Due to the diversity of ageing syndromes and NLP methods, we decided at the protocol planning stage that meta-analysis would not be appropriate for this review. Therefore, we applied the Synthesis Without Meta-analysis (SWiM) reporting guideline principles [23].

We generated tables to present study population characteristics including the number of participants for each study, sex, age, ethnicity, country of study and healthcare setting. We also generated tables summarising the methods of each study including the ageing syndrome, NLP methodology, source of text and method of validation. Finally, we presented metrics including precision (positive predictive value; PPV), recall (sensitivity), specificity, F1-score and accuracy [24]. These metrics are indicative of the performance of NLP algorithms and their diagnostic accuracy. It was not possible to conduct further analyses on the results due to the heterogeneity of the studies given that they focused on a variety of ageing syndromes and used varying NLP methodologies. We therefore presented the performance metrics for studies grouped by ageing syndrome and also grouped by NLP methodology.
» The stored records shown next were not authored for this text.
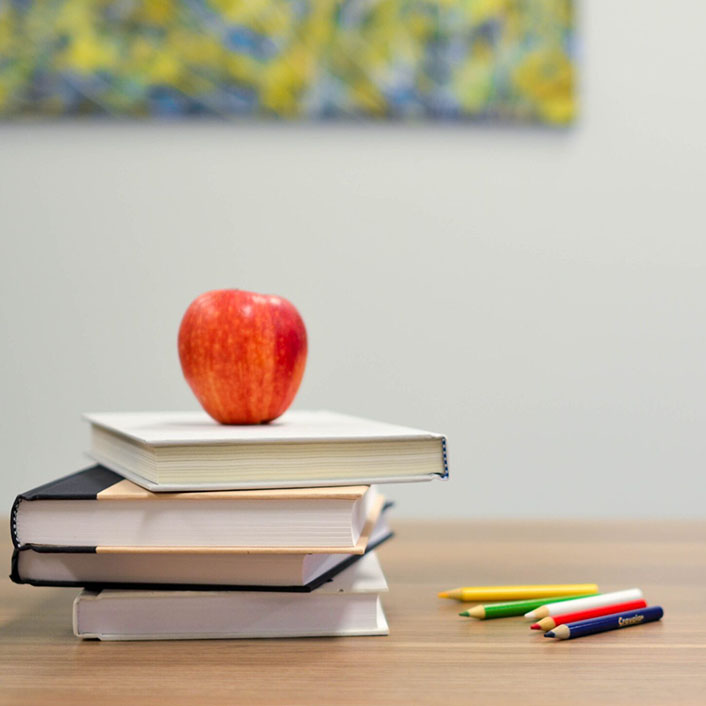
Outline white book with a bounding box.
[11,466,384,554]
[10,508,392,591]
[84,410,448,492]
[73,552,389,640]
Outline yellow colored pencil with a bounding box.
[439,583,598,602]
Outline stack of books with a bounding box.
[11,411,448,640]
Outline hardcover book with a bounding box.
[73,552,388,640]
[11,466,384,554]
[85,410,448,492]
[10,506,393,592]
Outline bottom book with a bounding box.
[73,552,389,640]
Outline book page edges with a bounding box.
[96,479,369,502]
[91,495,385,555]
[86,452,440,493]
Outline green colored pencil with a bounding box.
[459,593,596,620]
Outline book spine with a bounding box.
[441,436,449,478]
[10,495,24,549]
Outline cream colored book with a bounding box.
[84,410,448,492]
[11,466,384,554]
[73,552,389,640]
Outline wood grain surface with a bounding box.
[0,517,706,706]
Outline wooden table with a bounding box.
[0,518,706,706]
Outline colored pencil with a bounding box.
[525,588,642,620]
[544,606,664,640]
[530,600,647,632]
[439,583,598,602]
[459,593,595,629]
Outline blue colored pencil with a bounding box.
[544,606,664,640]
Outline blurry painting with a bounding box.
[0,0,576,125]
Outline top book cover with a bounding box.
[84,410,448,492]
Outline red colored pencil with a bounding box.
[530,600,647,632]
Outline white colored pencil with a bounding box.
[525,588,642,620]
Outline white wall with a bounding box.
[0,0,706,517]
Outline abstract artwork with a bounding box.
[0,0,576,125]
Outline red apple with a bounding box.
[179,289,307,424]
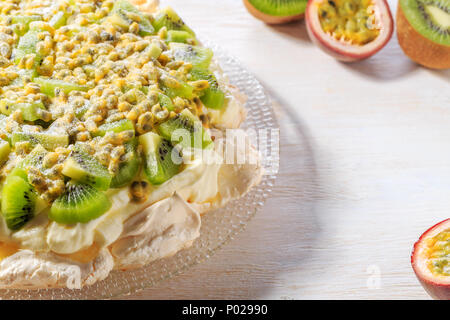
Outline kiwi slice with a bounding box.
[48,181,111,224]
[158,109,212,149]
[62,145,112,190]
[2,175,37,230]
[139,132,181,185]
[13,30,42,68]
[191,70,225,110]
[0,99,45,121]
[158,93,175,111]
[110,138,142,188]
[169,42,214,69]
[0,140,11,164]
[11,132,69,150]
[94,119,134,137]
[166,30,196,44]
[110,0,155,36]
[244,0,308,19]
[400,0,450,46]
[160,71,194,99]
[152,7,195,36]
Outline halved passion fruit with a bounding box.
[411,219,450,300]
[305,0,394,62]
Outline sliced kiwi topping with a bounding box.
[139,132,182,185]
[247,0,308,17]
[11,132,69,150]
[0,140,11,164]
[48,182,111,224]
[0,99,45,121]
[2,176,37,230]
[191,70,225,109]
[94,119,134,137]
[169,42,214,69]
[158,109,212,149]
[110,138,142,188]
[62,146,112,190]
[160,72,194,99]
[400,0,450,46]
[110,0,155,36]
[153,7,195,36]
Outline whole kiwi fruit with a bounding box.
[397,0,450,69]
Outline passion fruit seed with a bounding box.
[427,229,450,276]
[318,0,380,45]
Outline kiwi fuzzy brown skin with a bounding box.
[243,0,305,25]
[305,0,394,62]
[397,2,450,69]
[411,219,450,300]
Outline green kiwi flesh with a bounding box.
[11,132,69,150]
[62,146,112,190]
[399,0,450,46]
[169,42,214,69]
[139,132,182,185]
[191,70,225,110]
[48,182,111,224]
[110,0,155,36]
[153,7,195,36]
[247,0,308,17]
[1,175,37,230]
[158,109,212,149]
[0,140,11,164]
[110,138,142,188]
[94,119,134,137]
[0,99,45,121]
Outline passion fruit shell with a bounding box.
[411,219,450,300]
[305,0,394,62]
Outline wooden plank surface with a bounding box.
[124,0,450,299]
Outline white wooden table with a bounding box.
[125,0,450,299]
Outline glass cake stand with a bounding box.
[0,41,279,299]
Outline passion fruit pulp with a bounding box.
[411,219,450,300]
[305,0,394,62]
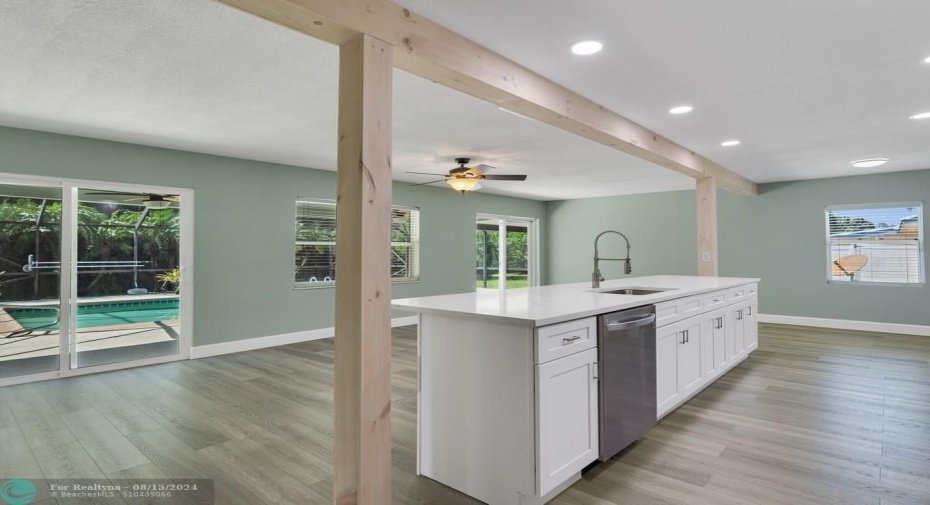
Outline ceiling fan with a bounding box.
[407,158,526,194]
[86,191,178,209]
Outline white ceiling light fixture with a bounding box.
[572,40,604,56]
[850,158,888,168]
[142,195,171,209]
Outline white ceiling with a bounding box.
[0,0,930,200]
[399,0,930,182]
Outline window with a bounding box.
[294,199,420,287]
[825,203,924,284]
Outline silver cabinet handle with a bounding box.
[607,314,656,331]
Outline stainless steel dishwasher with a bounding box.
[597,305,656,461]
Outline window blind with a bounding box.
[294,199,420,286]
[825,203,924,284]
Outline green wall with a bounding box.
[718,170,930,325]
[0,127,545,345]
[544,170,930,325]
[543,191,697,284]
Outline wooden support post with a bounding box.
[697,177,719,276]
[333,35,394,505]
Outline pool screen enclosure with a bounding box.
[0,182,186,385]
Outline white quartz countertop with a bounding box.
[391,275,759,326]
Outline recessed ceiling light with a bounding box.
[850,158,888,168]
[572,40,604,55]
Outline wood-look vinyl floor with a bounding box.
[0,325,930,505]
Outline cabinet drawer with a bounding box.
[726,286,746,302]
[536,317,597,363]
[656,296,704,328]
[704,291,727,310]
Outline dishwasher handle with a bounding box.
[605,314,656,332]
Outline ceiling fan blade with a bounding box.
[481,174,526,181]
[410,179,445,188]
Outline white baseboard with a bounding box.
[759,314,930,337]
[191,316,418,359]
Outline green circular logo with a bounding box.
[0,479,36,505]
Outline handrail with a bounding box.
[23,254,150,272]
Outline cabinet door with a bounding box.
[536,349,599,496]
[731,304,747,360]
[701,314,717,378]
[723,310,738,363]
[743,300,759,353]
[714,311,733,375]
[656,323,683,418]
[678,318,704,397]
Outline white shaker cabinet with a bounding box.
[656,284,759,418]
[656,317,704,416]
[536,349,598,496]
[656,323,681,417]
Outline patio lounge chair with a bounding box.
[0,304,61,338]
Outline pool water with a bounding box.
[6,299,180,330]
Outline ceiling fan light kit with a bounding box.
[142,197,171,209]
[407,158,526,194]
[446,177,478,193]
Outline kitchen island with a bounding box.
[392,276,759,505]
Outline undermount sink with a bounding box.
[598,288,671,295]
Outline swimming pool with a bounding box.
[5,298,180,330]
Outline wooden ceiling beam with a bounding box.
[216,0,757,195]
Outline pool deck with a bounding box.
[0,293,180,364]
[0,320,180,362]
[0,293,181,307]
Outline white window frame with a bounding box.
[823,202,927,287]
[475,213,541,291]
[292,197,420,289]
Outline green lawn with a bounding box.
[475,274,530,289]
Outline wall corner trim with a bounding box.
[759,314,930,337]
[191,316,418,359]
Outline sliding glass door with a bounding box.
[72,188,183,368]
[0,179,192,385]
[0,184,62,379]
[475,214,538,290]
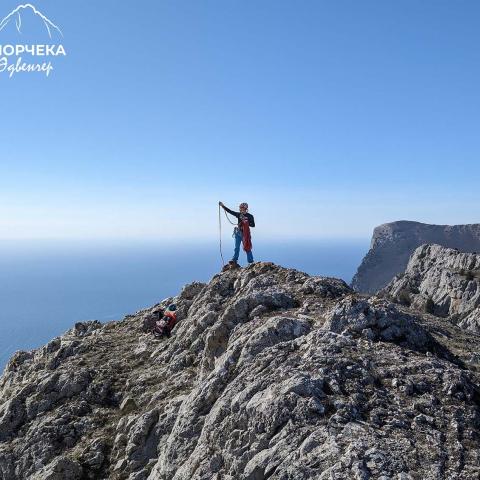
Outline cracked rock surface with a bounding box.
[0,263,480,480]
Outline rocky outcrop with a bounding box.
[381,245,480,333]
[0,263,480,480]
[352,221,480,294]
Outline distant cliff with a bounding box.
[352,221,480,293]
[380,245,480,333]
[0,257,480,480]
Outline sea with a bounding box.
[0,239,369,370]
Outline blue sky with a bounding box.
[0,0,480,240]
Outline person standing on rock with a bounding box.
[219,202,255,268]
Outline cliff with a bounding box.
[0,263,480,480]
[352,221,480,294]
[381,245,480,333]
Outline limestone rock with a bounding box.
[352,221,480,294]
[0,263,480,480]
[380,245,480,333]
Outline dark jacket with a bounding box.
[224,207,255,227]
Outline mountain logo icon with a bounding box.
[0,3,63,38]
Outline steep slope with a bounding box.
[0,263,480,480]
[352,221,480,294]
[382,245,480,333]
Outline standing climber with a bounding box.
[219,202,255,268]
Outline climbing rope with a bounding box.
[218,202,237,266]
[218,202,225,266]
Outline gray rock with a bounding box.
[380,245,480,333]
[0,263,480,480]
[352,221,480,294]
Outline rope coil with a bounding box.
[218,202,237,266]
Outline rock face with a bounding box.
[381,245,480,333]
[352,221,480,294]
[0,263,480,480]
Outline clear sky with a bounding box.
[0,0,480,240]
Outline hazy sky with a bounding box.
[0,0,480,239]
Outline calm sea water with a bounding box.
[0,240,368,369]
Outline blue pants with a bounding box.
[232,228,253,263]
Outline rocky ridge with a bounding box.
[0,263,480,480]
[352,221,480,294]
[381,245,480,333]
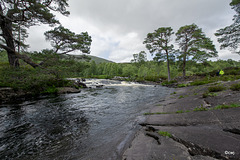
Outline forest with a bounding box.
[0,0,240,93]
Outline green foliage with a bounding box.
[230,83,240,91]
[202,92,217,98]
[214,104,240,110]
[0,67,70,94]
[44,25,92,54]
[158,131,173,138]
[193,107,208,112]
[176,24,217,77]
[215,0,240,54]
[208,85,226,92]
[177,83,188,88]
[143,27,174,81]
[175,110,186,114]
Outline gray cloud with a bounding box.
[27,0,238,62]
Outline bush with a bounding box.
[0,67,71,94]
[190,80,212,86]
[230,83,240,91]
[208,85,226,92]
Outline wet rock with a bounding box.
[58,87,81,94]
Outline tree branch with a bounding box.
[0,43,42,68]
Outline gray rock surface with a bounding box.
[122,81,240,160]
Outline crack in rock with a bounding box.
[139,123,191,127]
[171,135,229,160]
[145,132,161,145]
[223,128,240,135]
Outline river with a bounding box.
[0,80,172,160]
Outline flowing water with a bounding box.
[0,80,172,160]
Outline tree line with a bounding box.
[0,0,240,81]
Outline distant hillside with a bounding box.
[63,55,115,64]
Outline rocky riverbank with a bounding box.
[122,80,240,160]
[0,79,87,104]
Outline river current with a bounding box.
[0,80,172,160]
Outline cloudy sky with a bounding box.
[28,0,240,62]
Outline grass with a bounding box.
[144,112,172,116]
[158,131,173,138]
[193,107,208,112]
[177,83,188,88]
[230,83,240,91]
[178,95,188,99]
[202,92,218,98]
[170,92,177,95]
[208,85,226,92]
[213,104,240,110]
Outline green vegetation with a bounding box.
[214,104,240,110]
[230,83,240,91]
[208,85,226,92]
[158,131,172,138]
[193,107,208,112]
[202,92,218,98]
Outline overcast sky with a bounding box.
[28,0,240,62]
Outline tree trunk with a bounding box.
[183,53,187,78]
[167,53,171,82]
[1,15,19,67]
NLP methods were categorised according to whether they intended to classify texts or only identify specific words or phrases (Named Entity Recognition) [25]. Among text classification methods, we further categorised the methods according to whether they used a rule-based approach, machine learning or deep learning [26].

Results

After deduplication, the literature searches identified 1030 records. Nine hundred twenty-seven records were excluded at the title screening stage, and 59 records were excluded at the abstract screening stage, leaving 44 studies for full-text review. Of these, 5 were excluded due to not using NLP methods, 12 were excluded due to not studying one of the ageing syndromes specified in this review, 4 were excluded due to using NLP for predicting future events and 1 was excluded due to being a review article and not a primary study. After full-text screening, there were 22 studies [27–48] selected for inclusion in the systematic review as shown in Figure 1.

Figure 1.

Figure 1

PRISMA 2020 flow diagram for identification and screening of records.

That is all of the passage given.